Recovery Reflection | Weekly
🌿 Dear Lovely,
Pull up a chair.
Put the kettle on.
Or make coffee. I don't judge. Recovery has enough rules without me adding to the list.
If you've found yourself here, I'm guessing life has asked more of you than it probably should have.
Maybe you're newly sober.
Maybe you've been walking this road for years.
Maybe you're recovering from addiction.
Maybe you're recovering from trauma.
Maybe you're recovering from heartbreak, grief, abuse, people-pleasing, perfectionism, or simply surviving.
Here's something I've learned after eight years in recovery...
Recovery isn't a destination.
It's a relationship.
A relationship with yourself.
And relationships take honesty, patience, forgiveness, and occasionally the ability to laugh when life is being spectacularly ridiculous.
I know.
I've lived it.
Eight years ago, I wasn't writing blogs.
I was sitting in a jail cell after being arrested on a felony warrant, only to find out I was seven months pregnant.
Yes...
Seven months.
I can already hear someone saying,
"How do you not know you're seven months pregnant?"
Honestly?
Life was chaos.
I was surviving, not living.
When you're caught in addiction, trapped in domestic violence, surrounded by unhealthy environments, and simply trying to make it through another day, your body often whispers while your survival instincts are screaming.
That day became the beginning of everything.
Not because I suddenly had all the answers.

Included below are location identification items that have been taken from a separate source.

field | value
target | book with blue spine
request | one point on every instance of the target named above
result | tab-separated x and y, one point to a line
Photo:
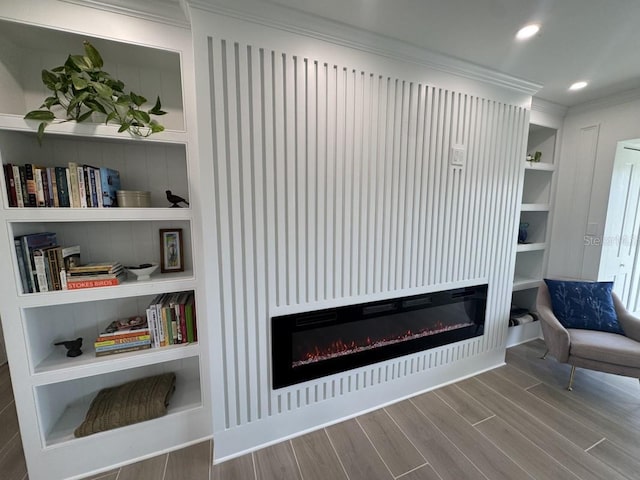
110	183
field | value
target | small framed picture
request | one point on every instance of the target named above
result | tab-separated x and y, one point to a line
171	254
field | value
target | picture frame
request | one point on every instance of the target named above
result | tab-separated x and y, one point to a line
171	250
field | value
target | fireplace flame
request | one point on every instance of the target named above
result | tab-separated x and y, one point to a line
339	348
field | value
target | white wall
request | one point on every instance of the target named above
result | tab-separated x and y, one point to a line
331	185
591	133
3	350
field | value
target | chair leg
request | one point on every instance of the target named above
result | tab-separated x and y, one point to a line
573	371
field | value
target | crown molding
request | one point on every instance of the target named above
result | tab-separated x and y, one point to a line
608	101
167	12
271	15
551	108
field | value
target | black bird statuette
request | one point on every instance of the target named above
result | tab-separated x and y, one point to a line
175	199
72	346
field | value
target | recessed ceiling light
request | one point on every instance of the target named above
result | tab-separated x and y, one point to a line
578	85
528	31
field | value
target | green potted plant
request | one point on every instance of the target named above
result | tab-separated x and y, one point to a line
81	88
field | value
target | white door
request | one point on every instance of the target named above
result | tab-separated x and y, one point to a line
619	260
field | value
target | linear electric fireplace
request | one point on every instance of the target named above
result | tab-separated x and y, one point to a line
314	344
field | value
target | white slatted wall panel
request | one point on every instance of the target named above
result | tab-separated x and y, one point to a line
333	183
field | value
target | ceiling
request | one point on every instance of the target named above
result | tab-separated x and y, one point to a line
593	40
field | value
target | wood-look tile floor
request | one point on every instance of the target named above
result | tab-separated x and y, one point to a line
514	422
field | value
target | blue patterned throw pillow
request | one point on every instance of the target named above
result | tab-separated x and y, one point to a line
586	305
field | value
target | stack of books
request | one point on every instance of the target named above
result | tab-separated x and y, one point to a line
124	335
172	319
79	186
43	263
93	275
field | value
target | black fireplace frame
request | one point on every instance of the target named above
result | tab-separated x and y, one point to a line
283	328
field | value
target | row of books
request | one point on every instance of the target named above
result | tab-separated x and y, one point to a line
45	266
78	186
170	320
124	335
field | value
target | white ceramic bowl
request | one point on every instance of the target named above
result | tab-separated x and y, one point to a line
143	273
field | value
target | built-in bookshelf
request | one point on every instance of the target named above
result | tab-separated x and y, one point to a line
535	216
53	392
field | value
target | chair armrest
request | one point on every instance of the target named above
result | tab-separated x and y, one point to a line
555	335
630	324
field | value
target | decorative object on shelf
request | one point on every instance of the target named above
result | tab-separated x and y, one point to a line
520	316
143	271
133	198
175	199
171	254
522	232
81	88
131	402
72	346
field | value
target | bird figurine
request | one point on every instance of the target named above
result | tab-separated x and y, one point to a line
175	199
72	346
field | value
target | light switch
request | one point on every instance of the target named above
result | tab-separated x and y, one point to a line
457	156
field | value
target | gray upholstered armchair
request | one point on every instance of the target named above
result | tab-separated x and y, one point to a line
602	351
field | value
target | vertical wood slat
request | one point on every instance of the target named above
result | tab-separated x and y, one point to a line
333	182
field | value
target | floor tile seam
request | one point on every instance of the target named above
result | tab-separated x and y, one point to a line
516	431
575	396
595	444
413	470
486	438
483	420
498	371
451	407
556	433
549	406
375	448
581	371
525	412
295	457
405	434
335	450
579	417
548	426
449	439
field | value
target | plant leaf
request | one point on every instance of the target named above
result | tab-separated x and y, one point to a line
141	116
41	128
85	115
49	79
137	99
44	115
103	90
81	62
157	108
156	127
110	117
93	55
95	106
50	102
79	83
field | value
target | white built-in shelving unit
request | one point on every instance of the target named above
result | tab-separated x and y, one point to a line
536	209
52	391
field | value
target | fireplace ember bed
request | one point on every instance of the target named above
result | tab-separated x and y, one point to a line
314	344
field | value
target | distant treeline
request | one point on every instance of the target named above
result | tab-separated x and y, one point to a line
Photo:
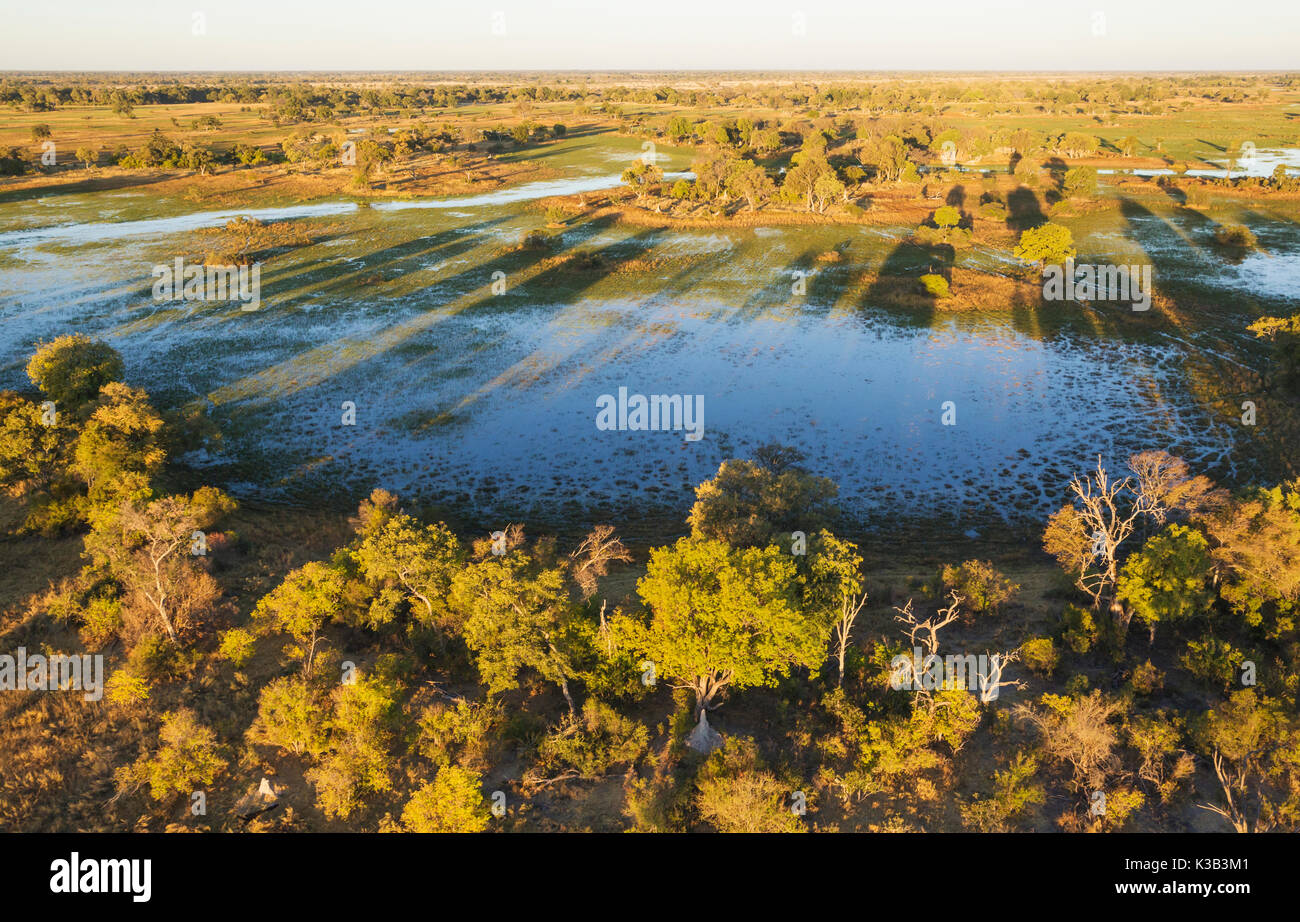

Because I finally had a reason to ask better questions.
Recovery didn't magically fix my life.
It rebuilt it.
Brick by brick.
Boundary by boundary.
Choice by choice.
I've had a few hiccups along the way, including moments where alcohol crept back into the picture. Recovery doesn't always look like a perfectly straight line or a gold star for flawless sobriety. It looks like honesty. It looks like getting back up. It looks like refusing to let one stumble become your identity.

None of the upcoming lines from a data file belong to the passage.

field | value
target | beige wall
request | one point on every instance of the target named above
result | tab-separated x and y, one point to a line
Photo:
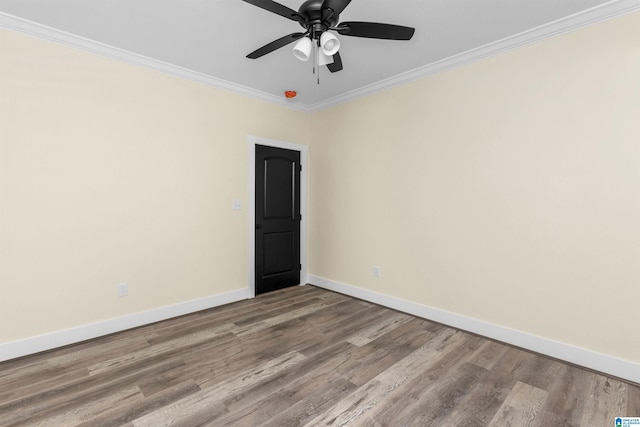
506	190
111	173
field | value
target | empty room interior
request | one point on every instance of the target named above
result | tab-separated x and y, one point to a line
488	200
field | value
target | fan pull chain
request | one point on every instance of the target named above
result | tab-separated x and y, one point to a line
318	59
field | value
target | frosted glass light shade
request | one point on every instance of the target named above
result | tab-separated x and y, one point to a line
302	49
329	43
324	59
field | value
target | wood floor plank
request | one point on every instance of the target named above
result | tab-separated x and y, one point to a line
521	407
199	406
303	356
607	399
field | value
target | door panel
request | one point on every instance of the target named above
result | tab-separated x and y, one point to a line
277	237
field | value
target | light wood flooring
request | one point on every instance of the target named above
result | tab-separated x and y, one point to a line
304	356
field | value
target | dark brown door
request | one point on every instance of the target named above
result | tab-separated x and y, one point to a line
277	218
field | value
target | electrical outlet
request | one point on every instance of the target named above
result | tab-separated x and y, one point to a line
377	273
123	289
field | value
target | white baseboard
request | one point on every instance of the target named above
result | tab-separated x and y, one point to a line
27	346
579	356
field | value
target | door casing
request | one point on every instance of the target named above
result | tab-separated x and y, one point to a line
251	213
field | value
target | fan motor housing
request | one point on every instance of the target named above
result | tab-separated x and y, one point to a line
312	11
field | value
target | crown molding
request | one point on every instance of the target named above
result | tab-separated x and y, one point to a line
603	12
14	23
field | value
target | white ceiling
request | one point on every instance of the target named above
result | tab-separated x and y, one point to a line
209	39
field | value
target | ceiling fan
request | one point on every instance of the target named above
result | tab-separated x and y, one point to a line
318	18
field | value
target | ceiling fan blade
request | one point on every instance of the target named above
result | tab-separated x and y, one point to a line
375	30
274	45
337	6
337	63
276	8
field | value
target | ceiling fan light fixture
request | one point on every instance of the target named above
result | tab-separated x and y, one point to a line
302	49
329	43
324	59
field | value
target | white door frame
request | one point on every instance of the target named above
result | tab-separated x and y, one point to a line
251	214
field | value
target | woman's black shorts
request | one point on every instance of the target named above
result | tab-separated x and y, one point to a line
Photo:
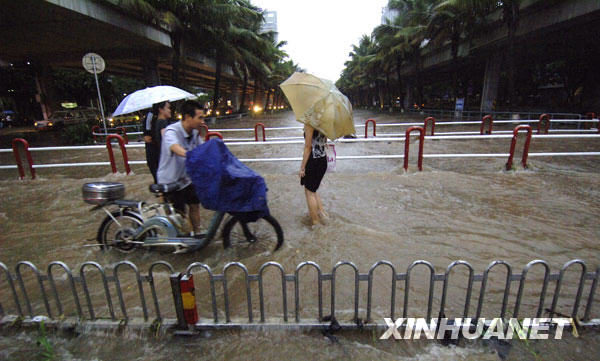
313	173
182	197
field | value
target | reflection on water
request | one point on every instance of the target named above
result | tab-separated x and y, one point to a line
276	345
467	209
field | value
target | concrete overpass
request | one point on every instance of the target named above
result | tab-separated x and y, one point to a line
57	33
546	30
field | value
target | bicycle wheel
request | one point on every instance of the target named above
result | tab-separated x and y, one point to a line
119	230
265	234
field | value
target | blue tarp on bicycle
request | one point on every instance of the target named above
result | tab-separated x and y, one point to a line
223	183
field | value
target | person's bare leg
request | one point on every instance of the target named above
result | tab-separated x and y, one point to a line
320	206
313	208
195	217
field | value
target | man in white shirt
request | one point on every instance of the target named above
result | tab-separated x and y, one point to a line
177	140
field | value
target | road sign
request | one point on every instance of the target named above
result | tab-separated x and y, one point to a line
94	64
91	60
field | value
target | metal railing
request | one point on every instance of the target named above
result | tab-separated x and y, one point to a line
79	286
476	114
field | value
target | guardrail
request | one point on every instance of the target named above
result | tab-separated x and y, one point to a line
77	285
208	135
475	114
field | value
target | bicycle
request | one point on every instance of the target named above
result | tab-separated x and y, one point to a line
136	224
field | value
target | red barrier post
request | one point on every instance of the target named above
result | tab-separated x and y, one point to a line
188	298
513	143
372	121
123	152
18	157
487	117
212	134
544	118
95	128
122	130
427	120
256	131
407	144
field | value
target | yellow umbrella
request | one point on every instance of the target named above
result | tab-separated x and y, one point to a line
319	103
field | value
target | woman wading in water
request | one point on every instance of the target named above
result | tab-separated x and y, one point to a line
312	170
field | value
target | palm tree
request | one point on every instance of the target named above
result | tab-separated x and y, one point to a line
480	10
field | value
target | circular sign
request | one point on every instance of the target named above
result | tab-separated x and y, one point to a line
91	61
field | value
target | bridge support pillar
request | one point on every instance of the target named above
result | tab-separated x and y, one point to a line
45	89
408	98
150	70
490	82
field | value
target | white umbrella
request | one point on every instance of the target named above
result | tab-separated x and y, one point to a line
144	98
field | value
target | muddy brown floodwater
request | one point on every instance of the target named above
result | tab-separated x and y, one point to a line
467	209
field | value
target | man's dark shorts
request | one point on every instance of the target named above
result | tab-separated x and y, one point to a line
182	197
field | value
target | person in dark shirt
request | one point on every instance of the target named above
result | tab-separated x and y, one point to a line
154	128
312	170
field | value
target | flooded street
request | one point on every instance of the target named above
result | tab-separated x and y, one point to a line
455	209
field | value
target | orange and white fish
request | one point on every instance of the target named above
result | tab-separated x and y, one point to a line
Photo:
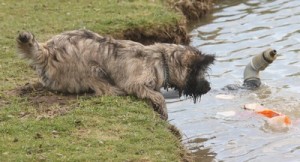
275	121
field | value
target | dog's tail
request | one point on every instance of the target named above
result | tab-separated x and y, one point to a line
27	45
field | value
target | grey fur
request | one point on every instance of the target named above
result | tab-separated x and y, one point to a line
83	61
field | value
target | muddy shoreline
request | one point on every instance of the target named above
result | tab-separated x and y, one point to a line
192	11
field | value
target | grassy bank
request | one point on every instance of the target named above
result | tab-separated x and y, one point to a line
36	125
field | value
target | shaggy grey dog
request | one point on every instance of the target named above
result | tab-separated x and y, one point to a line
82	61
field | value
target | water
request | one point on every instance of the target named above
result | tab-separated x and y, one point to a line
220	130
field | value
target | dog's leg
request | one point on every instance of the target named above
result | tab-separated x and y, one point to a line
156	98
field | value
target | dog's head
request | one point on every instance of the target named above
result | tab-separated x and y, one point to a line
190	67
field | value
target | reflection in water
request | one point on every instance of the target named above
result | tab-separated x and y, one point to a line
235	32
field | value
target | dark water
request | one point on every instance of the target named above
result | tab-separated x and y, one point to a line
220	130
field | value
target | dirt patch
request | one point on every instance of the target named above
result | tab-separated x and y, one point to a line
41	97
165	34
48	104
192	10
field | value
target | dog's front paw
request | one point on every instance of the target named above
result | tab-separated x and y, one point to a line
25	37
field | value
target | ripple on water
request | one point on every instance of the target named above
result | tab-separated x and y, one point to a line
238	30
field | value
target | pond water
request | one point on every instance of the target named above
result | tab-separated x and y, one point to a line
221	130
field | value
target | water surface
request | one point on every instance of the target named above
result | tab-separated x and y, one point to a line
234	32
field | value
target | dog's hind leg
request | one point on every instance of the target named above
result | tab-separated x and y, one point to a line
102	87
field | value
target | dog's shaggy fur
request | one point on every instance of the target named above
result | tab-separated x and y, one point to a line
83	61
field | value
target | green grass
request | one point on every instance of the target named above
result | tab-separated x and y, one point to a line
83	128
102	129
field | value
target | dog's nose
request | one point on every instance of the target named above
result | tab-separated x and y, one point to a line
204	86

One of the biggest lessons recovery has taught me is this:
There is always more.
More to the story.
More to people.
More to healing.
More to life than whatever is standing right in front of you today.
Addiction isn't always about wanting to get high.
Sometimes it's about wanting relief.
Sometimes it's about trying to silence pain.
Sometimes it's learned behavior.
Sometimes it's untreated mental health.
Sometimes it's believing there are no other options because you've never been shown another path.
Recovery begins when your world gets bigger than your pain.
When your confidence grows enough to believe there are people who understand you without expecting you to perform for their approval.
That kind of community changes lives.
One challenge I still face is being seen through an old lens.
Some people who knew me years ago still think,
"She's just another addict."
They're talking to a version of me that no longer exists.
I've learned something rather liberating:
Not everyone gets a front-row seat to your growth.
Sometimes the healthiest thing you can do is lovingly close a chapter, set a boundary, and continue walking.
Even if it hurts.
Even if it's family.
Even if it's someone you once loved.
Protecting your peace isn't selfish.
It's maintenance.
These days, what gives me hope is surprisingly simple.
Children.
Gardens.
People who choose kindness.
Watching someone believe in themselves again.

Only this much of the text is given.